392 Sayfalık hacimli sayılabilecek bu eser hiç de gözünüzü korkutmamalı zira bir çırpıda okunabilecek kadar akıcı bir anlatıya imza atılmış. Diyalog, monolog ve anlatıma dayalı bölümler arasında uyumlu bir denge gözetilmiş. Paragraf aralarının ve bölüm uzumluklarının kısa tutulması da okuma hızınızı artıracak önemli unsurlardan. İşlenen konunun tüm ciddiyetine rağmen kimi yerlerde insanı gülümsetmeyi başaran cümlelere imza atılmış. Bilhassa italik yazılarla takip ettiğimiz Azra’nın iç sesi, bu sesin karşılaştığı olaylara verdiği tepkiler de ironi ve mizah izlerini yakalamanız mümkün. Hâsılı, heyecan temposu ilk sayfadan itibaren neredeyse hiç düşmeyen bu güzel romanı keyifle okuduk, sizlere de tavsiye ederiz.

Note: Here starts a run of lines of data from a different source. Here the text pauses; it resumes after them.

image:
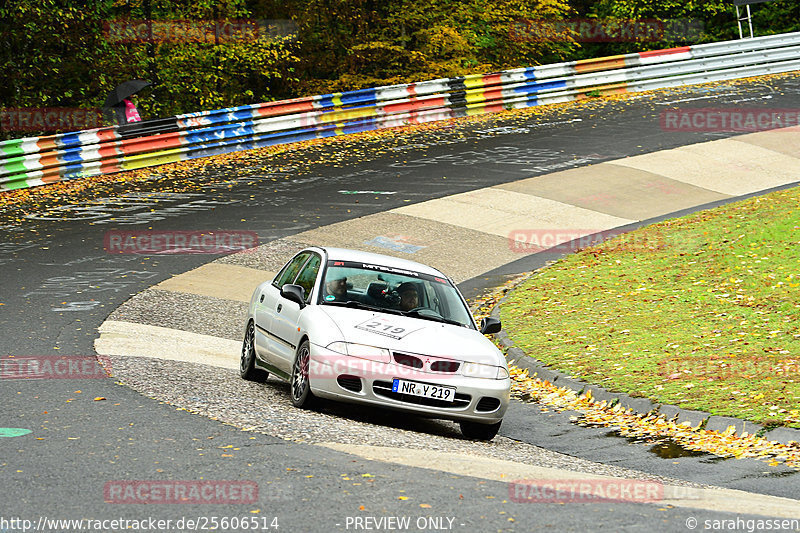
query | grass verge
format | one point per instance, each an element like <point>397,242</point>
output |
<point>700,311</point>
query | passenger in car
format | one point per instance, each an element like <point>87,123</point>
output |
<point>338,289</point>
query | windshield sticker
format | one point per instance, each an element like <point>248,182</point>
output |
<point>385,327</point>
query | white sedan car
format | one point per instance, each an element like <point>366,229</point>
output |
<point>365,328</point>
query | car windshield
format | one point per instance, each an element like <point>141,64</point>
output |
<point>392,290</point>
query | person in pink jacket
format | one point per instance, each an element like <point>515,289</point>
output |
<point>131,113</point>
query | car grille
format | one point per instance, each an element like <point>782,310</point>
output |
<point>407,360</point>
<point>438,365</point>
<point>384,389</point>
<point>487,404</point>
<point>351,383</point>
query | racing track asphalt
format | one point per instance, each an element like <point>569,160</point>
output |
<point>59,286</point>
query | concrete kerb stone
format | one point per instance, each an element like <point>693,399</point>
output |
<point>783,435</point>
<point>721,423</point>
<point>641,406</point>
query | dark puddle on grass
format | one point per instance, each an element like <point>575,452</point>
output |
<point>666,448</point>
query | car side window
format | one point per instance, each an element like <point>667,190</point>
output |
<point>308,275</point>
<point>290,271</point>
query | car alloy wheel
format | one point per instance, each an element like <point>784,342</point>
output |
<point>247,363</point>
<point>300,382</point>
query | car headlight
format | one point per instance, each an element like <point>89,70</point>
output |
<point>364,351</point>
<point>477,370</point>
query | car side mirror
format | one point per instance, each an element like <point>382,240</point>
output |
<point>490,325</point>
<point>294,293</point>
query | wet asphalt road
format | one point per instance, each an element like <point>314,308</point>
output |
<point>58,285</point>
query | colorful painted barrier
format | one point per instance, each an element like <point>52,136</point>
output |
<point>37,161</point>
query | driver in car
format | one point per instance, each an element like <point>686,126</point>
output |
<point>409,299</point>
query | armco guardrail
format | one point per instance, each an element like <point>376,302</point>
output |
<point>41,160</point>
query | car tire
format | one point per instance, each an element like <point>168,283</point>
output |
<point>300,384</point>
<point>476,431</point>
<point>247,362</point>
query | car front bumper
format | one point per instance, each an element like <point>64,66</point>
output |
<point>352,379</point>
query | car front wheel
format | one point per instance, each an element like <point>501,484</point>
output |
<point>300,384</point>
<point>476,431</point>
<point>247,363</point>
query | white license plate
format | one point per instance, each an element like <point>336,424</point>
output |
<point>426,390</point>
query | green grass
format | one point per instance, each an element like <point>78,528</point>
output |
<point>700,311</point>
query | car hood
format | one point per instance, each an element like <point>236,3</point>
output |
<point>414,335</point>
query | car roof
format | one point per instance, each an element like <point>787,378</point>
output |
<point>345,254</point>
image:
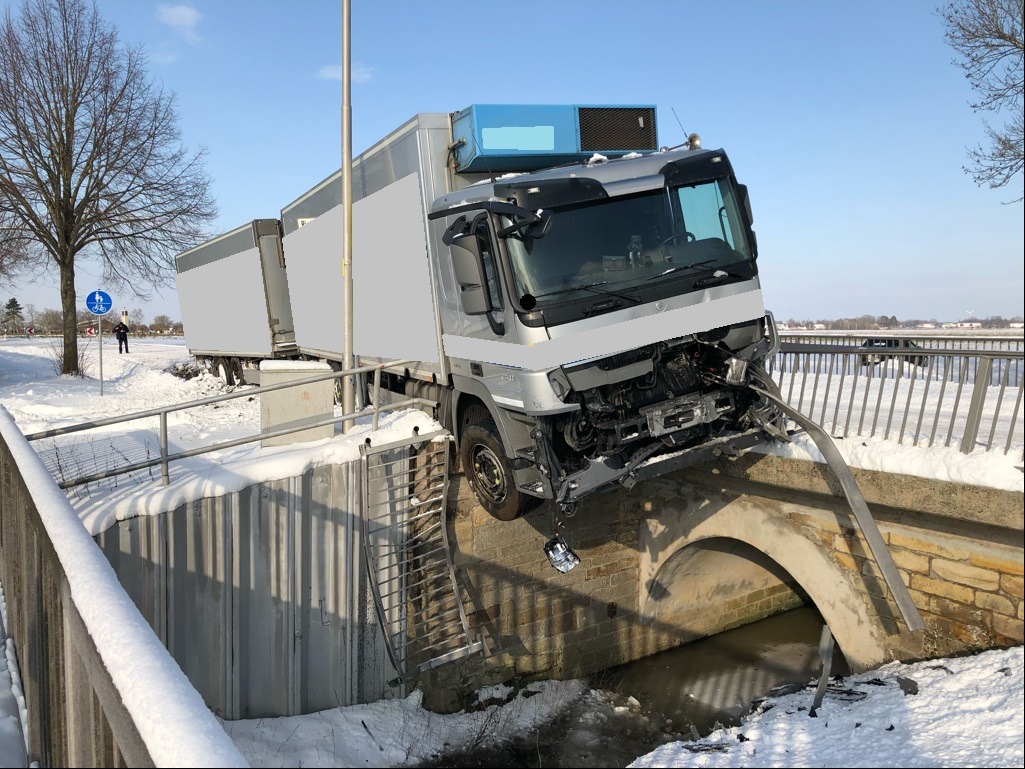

Sapiens Yayınları Basın Bülteni:

Üç hiçlik iki defa geçtiği vakit arz yeniden nur ile dolacak.” “Demirin ahşapla buluşmasından bu kez kutsal şarap akmayacak.” Casuslar dolaşıyor şehrin sokaklarında. İngiliz istihbaratı, kadim tarikatlar ve özel kuvvetler operasyon üzerine operasyon düzenliyor. Konuşulmaması gereken sırlar dökülüyor ortaya bir bir. Kulaklara fısıldanan kehanetler neyin habercisi? Genç ve zeki tarihçi Azra Zorba geçmişin sır perdesini aralıyor. Sırlar, imkânsız bir aşkı doğuruyor. Şifreler çözülüyor. Tarih yeniden yazılıyor. Kan ve Kül, soluksuz okuyacağınız bir macera. Nefessiz kalmaya hazır mısınız?